十幾個建奴騎兵從容撤離,大安口數百守軍仍然驚魂未定。大安口守備被人從私宅里尋來,已經是將近半個時辰以后了。
守備官的籍貫其實并不在此處,他只是在附近的村落找了幾個貌美村姑,趁著年節,他才去享受享受,也未敢走遠。
聽到手下七嘴八舌將事情還原之后,他的第一反應是快跑。能夠當上五品武官守備,他也是立過戰功的。薩爾滸之戰,他在南路軍中跟隨李大帥,在遼東轉了一圈,雖然連建奴的面都沒有見到,但他砍了好幾個自個兒軍隊的逃兵啊。
也正是因為連打都沒有打大軍就潰敗了,守備官對于素未謀面的建奴更是有著莫名的恐懼。但是他可是守備啊,守備不守,那是要被砍頭的!
“將軍,我等應當點燃烽燧,示警求援!”守備官唯一的司吏出言提醒道。
“我知道,別嚷嚷,讓我再想想,”守備官焦躁地說道。
烽燧這玩意不能亂點,也不能不點。知情不報死罪,虛報敵情死罪。今天這事情忒詭異了,一個漢兒莊的夜不收,跨越三個關口跑到他這來了。
不過人家用命證明了建奴的存在,自己手下也親眼看見了奴騎,還被射死了一個。可是誰知道他說的幾萬騎是真是假,如果只是小股部隊入侵呢?!
按理來說,他現在應該派兵出去探查,核實情報的準確性,但他一眼掃過去,手下都目光閃爍,東顧西盼,抗拒之意明顯。他也能夠理解,畢竟他也怕。
最后他決定折中一下,按照他們親眼看見的情況點燃烽燧,一柱烽煙表示發現敵軍小股零星襲擾。
好在他的上峰離得很近,就在隔壁鲇魚關,于是他派出騎兵趕去關城匯報。他知道的消息會原原本本上報,鲇魚關參將會怎么判斷,他就不管了,他這是向上甩鍋。
大安口守備為自己的聰明才智洋洋得意了一瞬,但稍微一咂摸,又高興不起來了。如果消息是真的怎么辦?追究責任什么的先不說,要是建奴真有數萬兵馬,他們這點人怎么守啊?他現在只想拔腿就跑。

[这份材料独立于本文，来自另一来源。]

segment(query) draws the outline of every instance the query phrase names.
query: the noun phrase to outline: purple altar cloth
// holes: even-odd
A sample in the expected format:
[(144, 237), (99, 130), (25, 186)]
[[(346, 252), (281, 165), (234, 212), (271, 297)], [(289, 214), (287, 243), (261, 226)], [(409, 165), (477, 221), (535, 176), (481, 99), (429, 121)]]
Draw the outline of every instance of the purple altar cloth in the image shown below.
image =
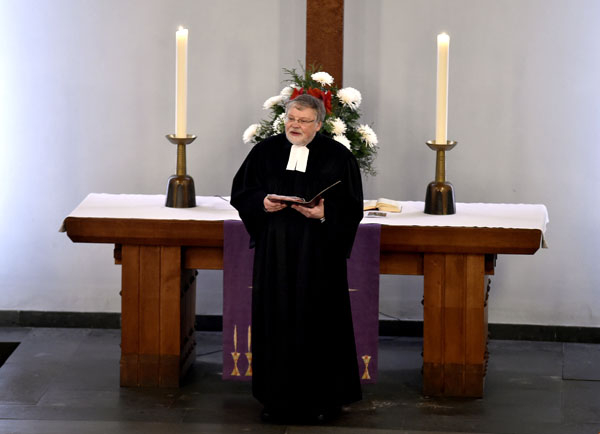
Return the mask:
[[(362, 383), (377, 380), (379, 239), (381, 226), (360, 225), (348, 260), (354, 337)], [(254, 250), (239, 220), (226, 220), (223, 243), (223, 379), (252, 378), (252, 264)]]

建奴瘋了吧,那么多重要關口不去搶占,跑來他這種偏僻的地方干啥?!然而他還有心思糾結,建奴可不糾結。又過了半個時辰,建奴真的來了!
遠處天際線浮現出花花綠綠、五彩斑斕的色彩,隆隆的響聲因為太遠而聽得不真切,混在風聲里面并不引人注目。然而趴在城頭的守軍卻是一個個面如死灰。
友軍夜不收拼了命為他們爭取到了將近兩個時辰的準備時間,然而他們總共就幾百人,就算攥出尿來,又能改變什么呢?
城頭有二將軍炮,還是當年戚大帥置辦的,連引線孔都是剛剛用鐵條疏通的。他們將火藥、彈丸填上,卻沒有一個人敢去試射,最后還是用長竹竿點的火,結果火炮咳嗽了一聲,將滾燙的彈丸推出了炮口,在炮臺上彈了兩下。
他們死定了,這是所有人內心的想法。逃跑的念頭浮現出來,卻沒有一個人膽敢率先提出來。貪財好色、喝兵血的守備官有充足的理由逃跑,但他沒有,他要為自己的膽怯、為自己的疏忽贖罪。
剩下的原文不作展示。